Getting ahead of the pipeline
The most valuable position is knowing what is coming before it is formally advertised. Contracting authorities are required to signal future demand, and reading those signals gives you weeks or months of lead time to prepare.
- Watch for pipeline notices. Larger authorities publish forward looking notices of planned procurements, giving you early sight of upcoming construction programmes.
- Track prior information notices. These early notices flag intent and often invite market engagement before the specification is finalised.
- Engage during pre market engagement. Attending a supplier engagement day or responding to a request for information lets you understand the buyer and, in some cases, shape the requirement.
- Set up focused alerts. Configure searches around division 45 codes plus keywords for your specialism so relevant tenders reach you the day they publish.
Using the tools available
Regular monitoring of live opportunities is essential when the market is active. You can browse tenders in this sector to see current construction work and understand the mix of values, regions and buyers. Pair that with an understanding of how pipeline notices work under current rules, explained in our article on pipeline notices under the Procurement Act 2023, so you can plan resource and cash flow around a realistic forecast of future bids. The combination of early intelligence and prepared credentials is what turns a rise in tender volumes into a rise in contracts you actually win.
The current level of construction activity is an opportunity, but only for suppliers who prepare. Sort your accreditations, build your evidence, be selective about what you chase and get ahead of the pipeline. Do that and the numbers move from being an interesting statistic to a genuine source of work.
Frequently asked questions
Does a rise in live construction tenders mean it is a good time to start bidding?

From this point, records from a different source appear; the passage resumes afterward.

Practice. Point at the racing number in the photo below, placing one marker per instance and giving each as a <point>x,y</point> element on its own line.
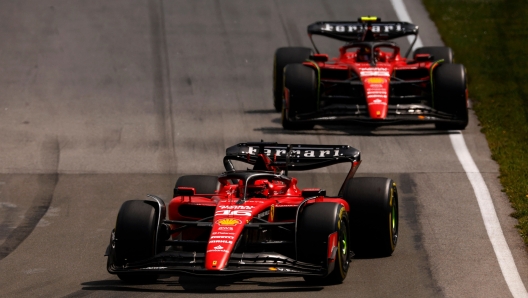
<point>234,212</point>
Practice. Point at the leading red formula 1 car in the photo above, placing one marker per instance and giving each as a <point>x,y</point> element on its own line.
<point>257,222</point>
<point>369,82</point>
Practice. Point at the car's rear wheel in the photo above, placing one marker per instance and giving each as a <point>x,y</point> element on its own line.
<point>135,235</point>
<point>300,84</point>
<point>315,224</point>
<point>438,53</point>
<point>450,94</point>
<point>283,57</point>
<point>203,184</point>
<point>373,203</point>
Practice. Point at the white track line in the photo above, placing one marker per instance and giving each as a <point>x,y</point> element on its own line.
<point>487,210</point>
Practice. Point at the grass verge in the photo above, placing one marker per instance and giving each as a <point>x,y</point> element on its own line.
<point>490,38</point>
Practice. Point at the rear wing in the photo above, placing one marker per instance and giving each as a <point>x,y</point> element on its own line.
<point>365,29</point>
<point>293,157</point>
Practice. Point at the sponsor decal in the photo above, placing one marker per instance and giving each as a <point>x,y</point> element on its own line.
<point>237,207</point>
<point>219,250</point>
<point>374,73</point>
<point>225,228</point>
<point>228,222</point>
<point>376,80</point>
<point>382,91</point>
<point>359,28</point>
<point>298,153</point>
<point>377,102</point>
<point>221,241</point>
<point>222,233</point>
<point>262,214</point>
<point>234,212</point>
<point>222,237</point>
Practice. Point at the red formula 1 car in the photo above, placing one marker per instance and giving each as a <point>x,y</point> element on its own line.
<point>369,82</point>
<point>257,222</point>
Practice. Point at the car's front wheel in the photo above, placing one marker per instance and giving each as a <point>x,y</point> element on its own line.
<point>300,88</point>
<point>450,95</point>
<point>135,237</point>
<point>373,203</point>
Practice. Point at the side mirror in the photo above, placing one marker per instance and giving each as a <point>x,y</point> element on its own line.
<point>319,57</point>
<point>423,57</point>
<point>313,192</point>
<point>184,191</point>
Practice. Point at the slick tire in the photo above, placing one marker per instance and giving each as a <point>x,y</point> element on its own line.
<point>283,57</point>
<point>373,203</point>
<point>135,234</point>
<point>450,95</point>
<point>300,82</point>
<point>438,53</point>
<point>203,184</point>
<point>316,223</point>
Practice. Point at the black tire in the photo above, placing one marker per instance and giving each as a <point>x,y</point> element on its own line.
<point>203,184</point>
<point>315,223</point>
<point>373,214</point>
<point>283,57</point>
<point>450,94</point>
<point>301,83</point>
<point>135,234</point>
<point>438,53</point>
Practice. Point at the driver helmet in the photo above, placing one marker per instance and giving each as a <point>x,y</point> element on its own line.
<point>363,54</point>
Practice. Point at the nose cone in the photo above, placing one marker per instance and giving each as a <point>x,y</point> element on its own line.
<point>377,96</point>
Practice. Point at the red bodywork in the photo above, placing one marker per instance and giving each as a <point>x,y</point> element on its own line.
<point>375,78</point>
<point>264,199</point>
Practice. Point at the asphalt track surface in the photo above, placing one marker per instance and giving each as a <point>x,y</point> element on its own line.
<point>105,101</point>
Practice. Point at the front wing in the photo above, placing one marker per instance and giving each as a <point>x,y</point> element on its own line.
<point>180,263</point>
<point>396,114</point>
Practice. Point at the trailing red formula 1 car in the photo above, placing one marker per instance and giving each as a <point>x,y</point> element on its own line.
<point>257,222</point>
<point>369,82</point>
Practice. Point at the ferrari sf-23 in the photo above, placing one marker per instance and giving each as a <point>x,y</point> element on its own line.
<point>369,82</point>
<point>257,222</point>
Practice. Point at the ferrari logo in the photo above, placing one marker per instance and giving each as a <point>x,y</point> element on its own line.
<point>228,222</point>
<point>375,80</point>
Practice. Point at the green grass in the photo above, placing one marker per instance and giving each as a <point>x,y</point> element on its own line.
<point>490,38</point>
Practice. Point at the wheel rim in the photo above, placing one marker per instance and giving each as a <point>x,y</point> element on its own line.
<point>394,216</point>
<point>343,246</point>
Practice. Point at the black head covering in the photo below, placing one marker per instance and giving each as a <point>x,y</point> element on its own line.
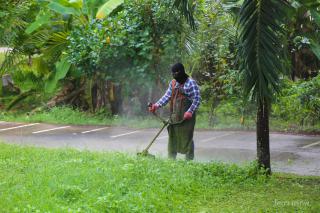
<point>178,73</point>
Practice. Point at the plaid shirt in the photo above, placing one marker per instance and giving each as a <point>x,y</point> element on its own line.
<point>191,91</point>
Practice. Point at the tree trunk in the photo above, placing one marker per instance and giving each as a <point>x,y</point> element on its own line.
<point>263,150</point>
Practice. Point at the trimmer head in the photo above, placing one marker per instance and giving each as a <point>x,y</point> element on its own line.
<point>145,153</point>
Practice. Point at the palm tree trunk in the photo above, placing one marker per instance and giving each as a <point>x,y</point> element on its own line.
<point>263,150</point>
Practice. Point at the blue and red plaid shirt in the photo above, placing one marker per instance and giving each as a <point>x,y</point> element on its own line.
<point>190,90</point>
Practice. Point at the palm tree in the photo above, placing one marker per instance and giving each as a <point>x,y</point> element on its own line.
<point>261,52</point>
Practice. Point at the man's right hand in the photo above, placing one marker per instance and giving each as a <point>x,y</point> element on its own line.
<point>153,107</point>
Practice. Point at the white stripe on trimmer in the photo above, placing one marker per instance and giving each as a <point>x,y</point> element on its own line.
<point>220,136</point>
<point>16,127</point>
<point>94,130</point>
<point>115,136</point>
<point>47,130</point>
<point>309,145</point>
<point>163,137</point>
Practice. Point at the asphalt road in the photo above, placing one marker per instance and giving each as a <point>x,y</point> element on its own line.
<point>299,154</point>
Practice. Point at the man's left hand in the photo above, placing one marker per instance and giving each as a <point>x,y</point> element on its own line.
<point>187,116</point>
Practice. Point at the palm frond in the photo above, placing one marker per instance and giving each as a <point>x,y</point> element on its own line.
<point>187,7</point>
<point>261,46</point>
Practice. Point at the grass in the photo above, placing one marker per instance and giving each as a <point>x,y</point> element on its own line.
<point>2,56</point>
<point>43,180</point>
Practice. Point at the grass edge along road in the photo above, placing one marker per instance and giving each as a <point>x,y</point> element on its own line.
<point>67,115</point>
<point>66,180</point>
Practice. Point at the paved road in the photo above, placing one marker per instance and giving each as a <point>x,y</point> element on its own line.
<point>297,154</point>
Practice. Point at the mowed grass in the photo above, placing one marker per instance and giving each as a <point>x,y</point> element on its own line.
<point>43,180</point>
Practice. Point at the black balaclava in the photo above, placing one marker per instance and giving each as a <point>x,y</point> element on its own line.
<point>178,73</point>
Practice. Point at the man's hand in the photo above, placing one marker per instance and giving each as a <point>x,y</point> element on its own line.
<point>187,115</point>
<point>153,107</point>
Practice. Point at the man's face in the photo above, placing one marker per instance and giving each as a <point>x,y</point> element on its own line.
<point>175,74</point>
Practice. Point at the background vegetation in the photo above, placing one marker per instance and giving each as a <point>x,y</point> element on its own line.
<point>125,60</point>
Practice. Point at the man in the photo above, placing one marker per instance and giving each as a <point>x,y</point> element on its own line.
<point>184,96</point>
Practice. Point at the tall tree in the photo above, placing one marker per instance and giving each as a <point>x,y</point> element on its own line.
<point>261,52</point>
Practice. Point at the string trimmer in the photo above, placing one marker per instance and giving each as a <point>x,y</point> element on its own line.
<point>165,123</point>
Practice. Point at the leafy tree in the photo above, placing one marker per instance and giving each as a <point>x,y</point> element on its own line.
<point>261,51</point>
<point>303,32</point>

Yes, provided you are prepared. A higher volume of live tenders usually reflects confirmed budgets and committed works programmes, so the opportunities are real rather than speculative. It also means competition can be thinner on individual tenders, which favours a well prepared SME. Focus on getting your credentials and bid library in order so you can respond quickly and thoroughly.
How do I make sure I catch construction tenders that suit my specialism?
Set up alerts using the core CPV codes for division 45 alongside free text keywords that describe your specific trade or sector, such as roofing or school refurbishment. Many contracts bundle construction with design or equipment, so keyword searches catch opportunities where your work is one component of a larger job. Review the lotting structure of each tender to confirm the work is genuinely within your reach.
Can a small firm win public construction work against larger contractors?
Yes. The largest mega projects go to Tier 1 contractors, but a large share of public construction sits in mid sized packages, specialist trade lots and planned maintenance frameworks that suit SMEs. You can also compete as a subcontractor within bigger schemes. Being selective and targeting work that matches your capacity and location is far more effective than chasing contracts beyond your reach.
What credentials do construction buyers expect before they will score my bid well?
Public construction buyers commonly expect recognised pre qualification such as Constructionline registration, relevant ISO certification, demonstrable health and safety competence and appropriate insurance. Having these in place removes easy reasons to mark you down. Just as important are strong, specific method statements and evidence of social value delivery, both of which carry real weight in scoring.